Sunday, September 16, 2012

Quick Compost Update

 After struggling to keep my "keep it outside" composting worm bin healthy and cool during the intense heat wave at the end of June and for much of July, I am pleased to say that the worms are alive and thriving!  Even in spite of the scary white-grey larva that transformed into scary black winged insects that continue to emerge on a daily basis.

one of the scary black insects living in my worm bin (sorry it's blurry!)


My housemate and I think they are some sort of wasp.  Apparently, my compost has become a little biosphere of organisms: worms, fungus, insects, and the occasional germinating seed.

new growth out of food waste!


My first video



I planted three vegetables in April: spinach, zucchini and pumpkin.  The spinach was the first to begin producing edibles, but lasted only two weeks before it bolted and became flowery and inedible.  The zucchini seed I planted straight into the ground did the best, producing a bushel of healthy zucchinis.  The zucchini seeds I coddled in pots before transplanting into the ground did not do as well. By the end of August, however, all the zucchini plants died from a strange fungal infection.  Which, I believe, has spread to the pumpkin.

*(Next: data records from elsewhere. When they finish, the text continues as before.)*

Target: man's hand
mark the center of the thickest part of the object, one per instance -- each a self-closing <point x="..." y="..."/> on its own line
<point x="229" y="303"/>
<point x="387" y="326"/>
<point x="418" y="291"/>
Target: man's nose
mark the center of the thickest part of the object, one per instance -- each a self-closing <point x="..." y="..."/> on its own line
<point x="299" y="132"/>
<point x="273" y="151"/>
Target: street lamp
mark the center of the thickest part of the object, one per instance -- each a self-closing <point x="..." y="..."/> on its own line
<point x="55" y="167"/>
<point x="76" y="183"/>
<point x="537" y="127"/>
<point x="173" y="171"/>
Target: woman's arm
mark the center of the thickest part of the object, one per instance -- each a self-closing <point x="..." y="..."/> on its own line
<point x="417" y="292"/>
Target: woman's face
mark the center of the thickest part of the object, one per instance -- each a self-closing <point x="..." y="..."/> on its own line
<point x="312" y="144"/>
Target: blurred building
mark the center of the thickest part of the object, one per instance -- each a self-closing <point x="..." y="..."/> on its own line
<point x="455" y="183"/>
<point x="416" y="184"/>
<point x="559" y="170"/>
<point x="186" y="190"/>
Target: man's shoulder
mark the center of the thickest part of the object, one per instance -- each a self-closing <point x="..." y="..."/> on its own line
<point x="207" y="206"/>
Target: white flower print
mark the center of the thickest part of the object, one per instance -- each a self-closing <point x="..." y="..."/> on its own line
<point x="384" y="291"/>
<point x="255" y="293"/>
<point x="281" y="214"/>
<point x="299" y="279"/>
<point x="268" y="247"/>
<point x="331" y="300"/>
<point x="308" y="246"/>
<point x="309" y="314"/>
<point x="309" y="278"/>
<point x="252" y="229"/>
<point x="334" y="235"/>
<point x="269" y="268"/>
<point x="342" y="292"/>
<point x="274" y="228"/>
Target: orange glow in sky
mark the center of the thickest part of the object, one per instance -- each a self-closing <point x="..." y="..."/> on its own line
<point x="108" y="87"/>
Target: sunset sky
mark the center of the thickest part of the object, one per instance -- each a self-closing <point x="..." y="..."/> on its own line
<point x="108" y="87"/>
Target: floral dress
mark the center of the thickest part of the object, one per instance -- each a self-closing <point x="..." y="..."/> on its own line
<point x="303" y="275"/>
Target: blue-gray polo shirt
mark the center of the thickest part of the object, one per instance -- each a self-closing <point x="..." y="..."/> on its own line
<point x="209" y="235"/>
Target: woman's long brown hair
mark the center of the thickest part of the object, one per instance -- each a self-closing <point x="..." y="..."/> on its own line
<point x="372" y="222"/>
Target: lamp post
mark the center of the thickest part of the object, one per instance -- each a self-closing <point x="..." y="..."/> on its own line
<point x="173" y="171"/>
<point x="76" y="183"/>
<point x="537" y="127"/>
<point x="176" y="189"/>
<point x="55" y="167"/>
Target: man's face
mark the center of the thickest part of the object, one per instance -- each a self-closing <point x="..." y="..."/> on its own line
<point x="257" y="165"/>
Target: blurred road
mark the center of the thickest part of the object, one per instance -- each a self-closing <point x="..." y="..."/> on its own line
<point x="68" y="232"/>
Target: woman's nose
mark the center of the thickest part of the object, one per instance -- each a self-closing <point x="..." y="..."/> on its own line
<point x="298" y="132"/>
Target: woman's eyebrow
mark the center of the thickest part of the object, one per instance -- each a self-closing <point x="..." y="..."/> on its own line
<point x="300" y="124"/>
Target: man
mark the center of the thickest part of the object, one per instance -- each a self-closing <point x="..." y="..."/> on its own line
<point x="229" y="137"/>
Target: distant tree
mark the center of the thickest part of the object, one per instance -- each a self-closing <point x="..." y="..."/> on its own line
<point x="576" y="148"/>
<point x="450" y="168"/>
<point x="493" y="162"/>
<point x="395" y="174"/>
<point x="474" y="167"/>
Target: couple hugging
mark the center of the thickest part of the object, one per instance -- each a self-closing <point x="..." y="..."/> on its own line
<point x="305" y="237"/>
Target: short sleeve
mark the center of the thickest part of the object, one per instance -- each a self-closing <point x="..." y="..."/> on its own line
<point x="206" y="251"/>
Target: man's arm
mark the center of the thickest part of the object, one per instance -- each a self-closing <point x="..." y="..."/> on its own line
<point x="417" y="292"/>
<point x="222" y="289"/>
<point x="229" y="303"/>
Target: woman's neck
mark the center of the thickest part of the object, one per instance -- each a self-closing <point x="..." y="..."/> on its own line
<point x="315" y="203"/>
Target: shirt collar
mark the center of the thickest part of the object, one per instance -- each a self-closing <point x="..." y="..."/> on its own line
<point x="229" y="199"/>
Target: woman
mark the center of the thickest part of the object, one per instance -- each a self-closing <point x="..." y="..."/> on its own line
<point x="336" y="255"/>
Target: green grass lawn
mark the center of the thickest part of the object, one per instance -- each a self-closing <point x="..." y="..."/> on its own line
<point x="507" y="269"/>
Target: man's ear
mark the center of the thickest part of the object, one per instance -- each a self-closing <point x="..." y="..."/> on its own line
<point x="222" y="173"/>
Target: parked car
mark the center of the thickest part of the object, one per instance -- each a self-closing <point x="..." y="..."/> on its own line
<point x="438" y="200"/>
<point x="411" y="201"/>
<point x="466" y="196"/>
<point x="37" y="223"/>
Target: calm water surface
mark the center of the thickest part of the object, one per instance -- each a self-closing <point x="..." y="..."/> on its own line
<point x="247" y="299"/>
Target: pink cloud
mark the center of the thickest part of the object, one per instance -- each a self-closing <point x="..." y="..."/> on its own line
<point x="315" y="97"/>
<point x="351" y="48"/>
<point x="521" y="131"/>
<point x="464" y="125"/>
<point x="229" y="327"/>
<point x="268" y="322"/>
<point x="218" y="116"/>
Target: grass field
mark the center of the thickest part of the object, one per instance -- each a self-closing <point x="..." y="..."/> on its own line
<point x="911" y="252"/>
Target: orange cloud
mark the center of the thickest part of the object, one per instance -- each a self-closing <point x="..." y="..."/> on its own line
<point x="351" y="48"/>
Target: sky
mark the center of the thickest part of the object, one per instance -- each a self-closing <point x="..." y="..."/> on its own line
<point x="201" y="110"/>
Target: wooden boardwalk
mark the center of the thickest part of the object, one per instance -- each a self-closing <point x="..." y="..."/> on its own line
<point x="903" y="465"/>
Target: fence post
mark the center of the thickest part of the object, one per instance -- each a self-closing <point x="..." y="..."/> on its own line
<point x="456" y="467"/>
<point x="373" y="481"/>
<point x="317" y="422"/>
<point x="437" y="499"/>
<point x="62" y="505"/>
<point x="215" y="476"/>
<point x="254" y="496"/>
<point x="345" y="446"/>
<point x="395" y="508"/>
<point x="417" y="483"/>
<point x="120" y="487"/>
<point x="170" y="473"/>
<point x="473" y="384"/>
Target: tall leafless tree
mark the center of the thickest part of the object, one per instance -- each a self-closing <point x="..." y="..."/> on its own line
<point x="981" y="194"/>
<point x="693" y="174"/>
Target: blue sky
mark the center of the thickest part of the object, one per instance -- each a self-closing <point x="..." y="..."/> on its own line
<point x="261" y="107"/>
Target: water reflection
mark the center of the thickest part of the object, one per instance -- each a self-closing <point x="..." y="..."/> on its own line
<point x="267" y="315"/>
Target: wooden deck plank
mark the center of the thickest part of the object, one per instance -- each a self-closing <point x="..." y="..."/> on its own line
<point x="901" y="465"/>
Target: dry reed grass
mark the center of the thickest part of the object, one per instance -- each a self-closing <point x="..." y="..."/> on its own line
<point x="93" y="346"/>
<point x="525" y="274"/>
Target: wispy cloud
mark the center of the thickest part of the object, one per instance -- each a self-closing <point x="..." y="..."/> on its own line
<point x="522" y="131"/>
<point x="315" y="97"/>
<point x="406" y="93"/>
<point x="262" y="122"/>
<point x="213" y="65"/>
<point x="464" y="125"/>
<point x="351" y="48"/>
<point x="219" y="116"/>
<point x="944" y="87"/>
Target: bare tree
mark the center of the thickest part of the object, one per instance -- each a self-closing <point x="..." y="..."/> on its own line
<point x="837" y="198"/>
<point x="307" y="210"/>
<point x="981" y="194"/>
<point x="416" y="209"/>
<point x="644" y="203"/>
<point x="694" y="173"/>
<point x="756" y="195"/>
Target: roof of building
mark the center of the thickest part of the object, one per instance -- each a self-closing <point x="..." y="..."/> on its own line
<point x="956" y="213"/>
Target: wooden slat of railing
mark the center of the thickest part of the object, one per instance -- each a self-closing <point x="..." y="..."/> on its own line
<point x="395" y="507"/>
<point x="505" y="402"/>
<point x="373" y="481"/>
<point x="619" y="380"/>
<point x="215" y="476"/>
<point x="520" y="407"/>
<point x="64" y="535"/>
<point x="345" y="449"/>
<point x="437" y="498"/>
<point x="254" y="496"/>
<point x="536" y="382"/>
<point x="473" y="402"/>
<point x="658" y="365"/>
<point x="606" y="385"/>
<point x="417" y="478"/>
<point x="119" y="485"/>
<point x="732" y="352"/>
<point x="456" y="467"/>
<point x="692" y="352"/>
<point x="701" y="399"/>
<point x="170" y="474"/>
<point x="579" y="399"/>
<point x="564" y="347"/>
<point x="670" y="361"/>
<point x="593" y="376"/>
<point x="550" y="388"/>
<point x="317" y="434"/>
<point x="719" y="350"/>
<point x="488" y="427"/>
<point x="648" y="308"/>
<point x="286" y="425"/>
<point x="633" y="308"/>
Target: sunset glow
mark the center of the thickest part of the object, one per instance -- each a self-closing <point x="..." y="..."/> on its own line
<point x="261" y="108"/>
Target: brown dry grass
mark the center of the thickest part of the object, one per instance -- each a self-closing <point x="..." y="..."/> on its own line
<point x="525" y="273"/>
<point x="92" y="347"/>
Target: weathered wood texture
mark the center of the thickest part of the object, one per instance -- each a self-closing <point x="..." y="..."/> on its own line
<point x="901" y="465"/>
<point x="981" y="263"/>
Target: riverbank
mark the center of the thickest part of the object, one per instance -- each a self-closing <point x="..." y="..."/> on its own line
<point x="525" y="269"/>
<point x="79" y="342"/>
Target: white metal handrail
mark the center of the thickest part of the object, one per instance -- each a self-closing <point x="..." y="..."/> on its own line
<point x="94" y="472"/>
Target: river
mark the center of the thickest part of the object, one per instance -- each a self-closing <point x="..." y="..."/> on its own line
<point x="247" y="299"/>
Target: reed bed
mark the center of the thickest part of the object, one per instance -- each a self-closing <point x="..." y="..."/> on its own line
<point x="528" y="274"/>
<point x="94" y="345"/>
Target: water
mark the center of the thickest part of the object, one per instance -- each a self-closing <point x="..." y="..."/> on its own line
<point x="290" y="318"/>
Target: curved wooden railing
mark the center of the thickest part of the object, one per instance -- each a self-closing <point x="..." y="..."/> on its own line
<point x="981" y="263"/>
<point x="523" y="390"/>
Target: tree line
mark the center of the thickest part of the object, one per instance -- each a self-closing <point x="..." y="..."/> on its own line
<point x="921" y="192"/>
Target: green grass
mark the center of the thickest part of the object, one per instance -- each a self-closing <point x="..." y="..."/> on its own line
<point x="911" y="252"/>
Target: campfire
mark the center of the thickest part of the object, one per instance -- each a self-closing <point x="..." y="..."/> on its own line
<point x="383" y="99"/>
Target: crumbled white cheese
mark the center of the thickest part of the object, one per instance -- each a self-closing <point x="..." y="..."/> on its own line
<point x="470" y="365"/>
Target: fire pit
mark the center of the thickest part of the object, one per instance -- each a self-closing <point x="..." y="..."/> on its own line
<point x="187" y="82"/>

The pumpkin seed I started in a pot and transplanted is the only remaining survivor.  Although infected in places, it has not given up!  The pumpkin is a vine plant.  Amazingly, the single seed turned into a sixty foot vine.  This one plant stretches from the back yard, around the corner of the house, into the side yard and is continuing to expand exponentially on top of a bush.

The pumpkin vine keeps trying to produce pumpkins, but when the fruit reach the size of a golf ball, a strange fungus begins to grow inside and the would-be pumpkins turn yellow and fall off.  But there is hope!  On top of the bush, away from the damp ground, there is one pumpkin to be that is currently the size of my fist!  If it survives, I will need to find a square of plywood to place underneath it, as the bush will surely not be able to support the weight of a full-grown pumpkin.  Check it out in the video above.